Постоял, подышал и твердой походкой зашагал по еле видному темно-зелёному коридору кустов в сторону дороги. Не видел он, как колыхнулся желтый свет в кухне третьего этажа и к холодному стеклу прилип чей-то теплый лоб, — кто-то пытался разглядеть его сверху, но не разглядел.

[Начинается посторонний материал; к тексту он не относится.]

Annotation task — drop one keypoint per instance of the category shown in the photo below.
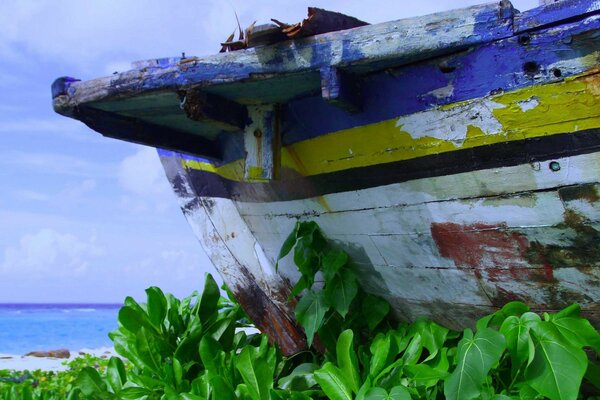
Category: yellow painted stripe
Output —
(536, 111)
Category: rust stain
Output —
(587, 192)
(581, 252)
(505, 259)
(277, 324)
(480, 246)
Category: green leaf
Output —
(346, 359)
(299, 287)
(310, 312)
(332, 262)
(221, 388)
(115, 374)
(557, 368)
(157, 305)
(209, 299)
(518, 340)
(90, 383)
(375, 309)
(397, 393)
(133, 319)
(189, 396)
(593, 374)
(147, 351)
(380, 350)
(302, 378)
(289, 242)
(514, 308)
(340, 292)
(423, 374)
(256, 374)
(476, 356)
(578, 331)
(305, 258)
(333, 382)
(209, 353)
(134, 393)
(432, 335)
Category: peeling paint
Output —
(528, 104)
(443, 92)
(452, 124)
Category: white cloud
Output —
(75, 191)
(85, 34)
(31, 195)
(142, 176)
(53, 163)
(49, 253)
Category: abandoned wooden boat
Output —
(455, 156)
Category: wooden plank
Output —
(402, 41)
(487, 183)
(262, 144)
(554, 13)
(215, 110)
(137, 131)
(239, 259)
(340, 89)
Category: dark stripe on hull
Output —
(291, 186)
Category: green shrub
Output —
(197, 349)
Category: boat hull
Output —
(449, 213)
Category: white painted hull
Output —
(389, 232)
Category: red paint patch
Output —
(493, 249)
(480, 246)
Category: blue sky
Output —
(84, 218)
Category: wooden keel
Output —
(239, 259)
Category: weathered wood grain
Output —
(402, 41)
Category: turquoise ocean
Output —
(30, 327)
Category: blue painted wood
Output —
(497, 66)
(395, 43)
(554, 13)
(215, 110)
(340, 89)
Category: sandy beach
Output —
(22, 363)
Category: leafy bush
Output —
(197, 348)
(47, 385)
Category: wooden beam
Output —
(262, 144)
(340, 89)
(135, 130)
(218, 111)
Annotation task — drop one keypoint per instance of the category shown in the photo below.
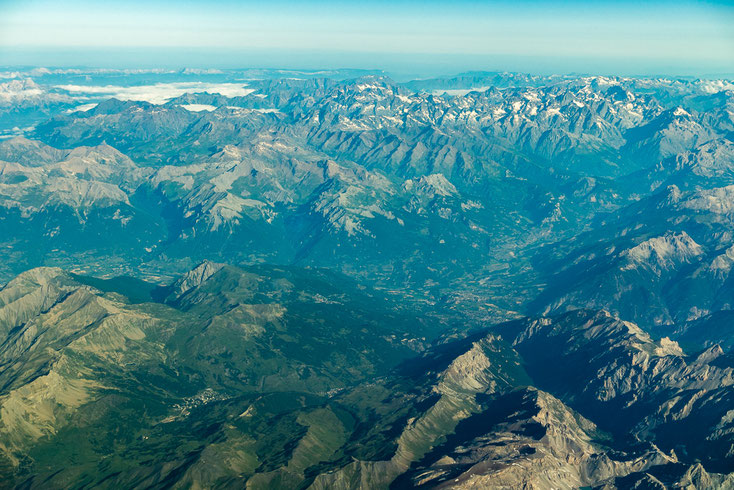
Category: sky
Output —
(614, 37)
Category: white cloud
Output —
(83, 108)
(158, 93)
(198, 107)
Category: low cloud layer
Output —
(158, 93)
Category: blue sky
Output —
(680, 37)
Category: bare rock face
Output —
(527, 439)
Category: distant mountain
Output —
(334, 280)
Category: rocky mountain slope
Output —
(270, 279)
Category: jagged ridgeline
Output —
(330, 280)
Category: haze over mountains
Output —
(280, 279)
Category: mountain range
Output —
(338, 280)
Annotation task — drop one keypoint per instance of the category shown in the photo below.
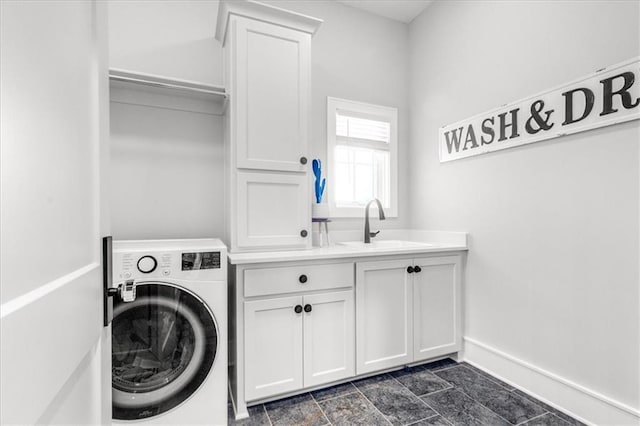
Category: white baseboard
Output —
(569, 397)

Это таинственное грибное раннее утро шестого сентября начиналось издалека. Ещё вчера Ивану закатили скандал. Да, так формулировал эту мысль он сам, — закатили. Ванина супруга, Нина, молодая и сильная женщина, как всегда, по субботам, убиралась дома и пыталась отправить мужа с веником под диван, — тем более, что была суббота. Тем более, что полгода Иван не мог устроиться на работу, хотя пытался. Честно ходил, подавал заявление два раза на завод. Сказали, что осенью откроют новый цех, — возьмут. Иван привык верить словам начальства. Раз сказали, что возьмут, значит, — возьмут.
Надо уметь ждать.
Надо уметь.
Так он объяснял жене причину своего полугодового ожидания новой работы. Но она была непреклонна, — возьми, мол, найди пока что-то временное.
Но Иван был твёрд, как стена, — раз сказали, что возьмут, надо уметь ждать. Кончилось всё это вчера, в середине дня, после Нининой уборки, когда она поставила перед Иваном пустую тарелку и заявила, что надо уметь ждать. Вот когда возьмут на работу, — тогда и приходи за обедом. Её аргументы тут же были открыты в холодильнике, — там действительно было пустовато. Сметана, кислые щи и вчерашний пончик, купленный Иваном для сына Мити.
Митя, ученик пятого негимназического класса, в это время играл в игрушки в своей комнате и на громкий звук пустого холодильника прибежал с вопросительным лицом. За что и получил от мамы вчерашний пончик.
— Когда уроки будешь делать? — строго спросил отец.
— Тамарпална не задавала на завтра, — набив рот пончиком, весело убежал в свою комнату сын.
Сидеть перед пустой тарелкой Иван долго не смог.
«Мало того, что она…
Мало того, что он…»
В общем, это был известный набор слов, которым обычно мужья «отстреливаются» в семейной битве. Но набор слов женщин в таком случае дополнялся «артиллерией действий», — пустая тарелка подействовала как дальнобойная гаубица.
Иван поднялся, оттолкнул пустую тарелку и, громко хлопнув дверью, ушёл к другу Гене, где и пробыл до вечера. Не спеша и смакуя выпили пива, закусили анекдотами, но настроение не улучшалось. Вечером того же дня Иван и решил провести воскресенье для пользы дела в лесу, в поисках грибов.
«Отдохну, а Нина пусть поскучает немного», — думал Иван перед сном, доставая старую корзинку с балкона.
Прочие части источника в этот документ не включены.